The Youth Criminal Justice Act requires youth to be held separately from adults. Her lawyer, Richard Schwartz, has complained to B.C.’s children’s watchdog, Mary Ellen Turpel-Lafonde about her treatment which he calls "entirely unacceptable."

“Keep in mind, this (was) a person who (had) not been found guilty of any offence,” he says.

She had a brief hearing with a justice of the peace within 24 hours, as the law requires, and was ordered to appear in person in Burnaby—the only place in the province that can accommodate a female minor. According to the Youth Criminal Justice Act, she should have been flown out immediately, Schwartz says.

But due to complications with scheduling and the statutory holiday, she was held for five days while she waited for an escorted flight to the lower mainland. She missed the court-directed hearing because of what Schwartz calls “transport issues.”

“They do have protocols in place, arrangements for the transport of young female offenders and it seems that in Kamloops the understanding is that they should be using Air Canada,” Schwartz says. “Why that’s the case, I don’t know. Why they would resort to and only to Air Canada.”

Air Canada requires 24-hour notice before flying a female youth in custody, contributing to the delay.

The girl wasn’t transported to Burnaby until July 4. She didn’t see a judge until Tuesday, July 8 when she attended Victoria youth court. Her name cannot be published by law.
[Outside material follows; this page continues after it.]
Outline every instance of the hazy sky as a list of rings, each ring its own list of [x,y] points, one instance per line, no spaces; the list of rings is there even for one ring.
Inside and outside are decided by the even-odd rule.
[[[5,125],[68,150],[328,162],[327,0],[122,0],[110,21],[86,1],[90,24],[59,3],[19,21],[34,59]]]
She originally travelled to Kamloops from Victoria to attend drug rehabilitation, as part of a probation order on other offences. She left the program before completing it and was arrested by Kamloops RCMP for breaching her probation order.

Schwartz says while this was an unusual case, it highlights a problem in how the province treats youth—an issue that goes beyond just his client.

"Hopefully we can learn from this," he said.